Not because a notification arriving at 2am is a crisis. But because the discipline of asking the question and acting on the answer is exactly what we are describing. If we are not willing to apply it to ourselves on a low-stakes finding, we have no standing to advocate for it on the high-stakes ones.

The Resolution

The andon cord principle, applied to AI-assisted work, does not require a checklist before every decision. It requires a disposition: a standing orientation toward asking whether the foundation is sound before building on it.

For us, that looks like one or two questions proportionate to the task. For a small piece of work, perhaps just: why this, why now, and is our information current? For something consequential, the full seven.

The value is not in the questions themselves. It is in making the habit structural enough that it survives the pressure to move fast.

Toyota workers did not stop the line because they felt like it. They stopped it because the system expected them to; because not stopping it required justification; and because the consequences of missing a defect were visible and accounted for.

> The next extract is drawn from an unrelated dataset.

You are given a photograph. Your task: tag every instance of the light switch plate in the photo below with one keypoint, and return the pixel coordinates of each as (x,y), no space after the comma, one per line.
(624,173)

We are trying to build something similar in how we work: not as policy on a document, but as genuine practice, with the expectation of real accountability when we fall short.

Editorial cartoon: an industrial control console with three large physical buttons. Left button green labelled APPROVE. Right button red labelled REJECT. Centre button amber and slightly larger labelled ASK MORE QUESTIONS.
This is what a properly designed cord looks like. Three options; one of them deliberately larger than the others.

That work is not finished. This article is part of it.

A Note on How This Was Written

This article was written in conversation between Julian and Claude. The quiet hours finding was real and was fixed before this piece was drafted. We are publishing it because the sequence, question, finding, action, reflection, is the thing we are describing; and describing it without demonstrating it would have undermined the point.

The standard we are proposing is simple: apply to yourself first. Then, if the audit holds, say what you found.